The flagellar apparatus is composed of five major structures including four basal bodies, three major microtubular roots, four major fibres, one microtubule organization center, and several internal microtubules. Of the four basal bodies, two give rise to flagella. The non-flagellated bodies are shorter in length and are found pointed laterally on the ventral right side of the flagellated basal bodies.

Associated with the flagellated basal bodies are the three major microtubular roots: The singlet root, anterior root, and right root. The singlet root runs posteriorly, originating between the dorsal right side of the posterior basal body and A fibre, while the anterior root originates from the left side of the anterior basal body. The anterior root consists of 6 microtubules and stretches down the dorsal left side of the cell, just beneath the cell surface, stopping at around 3μm from its origin. The right root is the main supportive structure of the ventral groove and is composed of over 30 microtubules;  a broad band that stretches as an S shape posteriorly from the origin shared with the singlet root at the right of the posterior basal body. It is split into the inner and outer right root, derived from the left and right section of the right root respectively. The inner right root extends to the posterior end of the cell and connects with the lobate part of the singlet root associated fibre. The outer right root begins adjacent to the inner right root with the angle becoming less acute along the cell membrane. Microtubules are widely spread at the central area of the right root, drawing to the dorsal side of the cell.

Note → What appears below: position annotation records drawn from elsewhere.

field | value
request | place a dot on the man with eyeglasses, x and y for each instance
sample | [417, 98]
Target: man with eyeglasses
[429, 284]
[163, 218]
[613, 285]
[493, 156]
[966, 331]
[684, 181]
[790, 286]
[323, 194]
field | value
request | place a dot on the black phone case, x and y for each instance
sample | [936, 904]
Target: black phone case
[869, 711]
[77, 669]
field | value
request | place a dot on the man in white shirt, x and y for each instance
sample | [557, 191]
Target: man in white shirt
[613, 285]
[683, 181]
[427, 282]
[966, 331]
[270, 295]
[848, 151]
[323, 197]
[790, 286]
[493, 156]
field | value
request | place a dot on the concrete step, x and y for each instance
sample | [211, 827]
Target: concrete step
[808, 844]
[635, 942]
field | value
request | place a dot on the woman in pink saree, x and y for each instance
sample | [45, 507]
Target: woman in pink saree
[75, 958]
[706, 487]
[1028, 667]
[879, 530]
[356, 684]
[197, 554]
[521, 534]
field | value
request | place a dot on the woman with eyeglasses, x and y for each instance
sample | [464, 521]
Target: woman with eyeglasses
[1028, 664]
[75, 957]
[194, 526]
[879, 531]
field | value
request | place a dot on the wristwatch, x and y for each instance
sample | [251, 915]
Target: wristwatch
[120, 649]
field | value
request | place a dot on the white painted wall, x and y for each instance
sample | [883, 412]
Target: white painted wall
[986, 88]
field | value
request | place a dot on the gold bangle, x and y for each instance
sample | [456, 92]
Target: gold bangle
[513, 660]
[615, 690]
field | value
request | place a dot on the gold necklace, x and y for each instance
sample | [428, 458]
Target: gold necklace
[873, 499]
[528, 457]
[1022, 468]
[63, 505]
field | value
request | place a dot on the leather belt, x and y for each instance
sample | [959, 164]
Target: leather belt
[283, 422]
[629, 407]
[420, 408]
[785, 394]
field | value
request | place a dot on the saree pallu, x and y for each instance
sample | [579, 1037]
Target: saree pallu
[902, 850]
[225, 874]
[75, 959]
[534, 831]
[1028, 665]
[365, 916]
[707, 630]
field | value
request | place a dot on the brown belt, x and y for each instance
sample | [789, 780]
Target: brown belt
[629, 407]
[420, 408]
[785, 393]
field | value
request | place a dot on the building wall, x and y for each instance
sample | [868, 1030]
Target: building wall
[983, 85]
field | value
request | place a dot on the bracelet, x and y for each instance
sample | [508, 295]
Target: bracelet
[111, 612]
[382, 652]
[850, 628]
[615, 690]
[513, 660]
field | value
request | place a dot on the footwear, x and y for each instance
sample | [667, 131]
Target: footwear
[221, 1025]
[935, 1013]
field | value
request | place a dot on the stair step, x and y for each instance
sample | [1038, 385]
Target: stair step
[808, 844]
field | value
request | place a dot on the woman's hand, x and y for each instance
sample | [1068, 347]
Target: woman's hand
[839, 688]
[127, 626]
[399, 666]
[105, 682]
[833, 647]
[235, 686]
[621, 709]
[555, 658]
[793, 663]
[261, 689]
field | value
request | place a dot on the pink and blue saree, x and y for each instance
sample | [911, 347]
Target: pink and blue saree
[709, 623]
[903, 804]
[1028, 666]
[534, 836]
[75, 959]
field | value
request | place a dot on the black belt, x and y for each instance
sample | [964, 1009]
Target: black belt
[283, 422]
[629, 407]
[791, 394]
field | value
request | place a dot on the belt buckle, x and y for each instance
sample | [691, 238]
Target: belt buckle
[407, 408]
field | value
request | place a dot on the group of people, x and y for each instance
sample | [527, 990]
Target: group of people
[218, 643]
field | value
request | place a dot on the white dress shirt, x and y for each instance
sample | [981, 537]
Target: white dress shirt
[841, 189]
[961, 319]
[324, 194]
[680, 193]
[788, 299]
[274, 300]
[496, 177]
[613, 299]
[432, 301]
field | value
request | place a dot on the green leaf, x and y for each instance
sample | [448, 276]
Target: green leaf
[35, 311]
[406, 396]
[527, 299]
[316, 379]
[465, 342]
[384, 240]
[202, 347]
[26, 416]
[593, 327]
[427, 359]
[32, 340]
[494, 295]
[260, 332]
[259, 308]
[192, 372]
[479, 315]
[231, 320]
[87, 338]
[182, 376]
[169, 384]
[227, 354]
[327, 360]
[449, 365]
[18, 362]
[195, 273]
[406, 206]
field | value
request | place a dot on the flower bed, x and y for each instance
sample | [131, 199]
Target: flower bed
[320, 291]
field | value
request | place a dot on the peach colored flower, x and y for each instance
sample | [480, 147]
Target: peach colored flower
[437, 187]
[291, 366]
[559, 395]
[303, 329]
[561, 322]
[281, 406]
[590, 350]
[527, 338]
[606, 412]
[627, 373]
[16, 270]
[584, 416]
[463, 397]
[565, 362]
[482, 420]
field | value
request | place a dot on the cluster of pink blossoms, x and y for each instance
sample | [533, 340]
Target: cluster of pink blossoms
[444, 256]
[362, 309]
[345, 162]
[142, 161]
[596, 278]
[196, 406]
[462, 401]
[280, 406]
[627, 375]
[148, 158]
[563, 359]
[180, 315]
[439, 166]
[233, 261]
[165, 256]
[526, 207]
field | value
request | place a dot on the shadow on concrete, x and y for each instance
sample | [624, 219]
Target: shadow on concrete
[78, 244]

The four major fibres found in Tsukubamonas are the A fibre, I fibre, and the singlet root associated fibre. Tsukubamonas cells include several internal microtubules nucleating from one microtubule organization center seen from the diesel left side of both the anterior and posterior basal body. These microtubules then spread to the dorsal region of the cell.

=== Life cycles ===
There are two forms of Tsukubamonas that can take place within a life cycle: a free-living biflagellate vegetative cell, or a cyst. Having been recently discovered, the specific description of the life cycle is currently unknown.
=== Genetics ===
==== Mitochondrial genome ====
The mitochondrial genome is a 48,643 base pair long circular molecule. 90% of the mitochondrial genome consists of coding regions, with 26 transfer RNA(tRNA) genes, 3 ribosomal RNA genes, and 52 open reading frames. 41 out of the 52 open reading frames are present in jakobid mitochondrial genome. Introns are absent, and the genetic code only differs from the standard one with the initiation codon being atp1.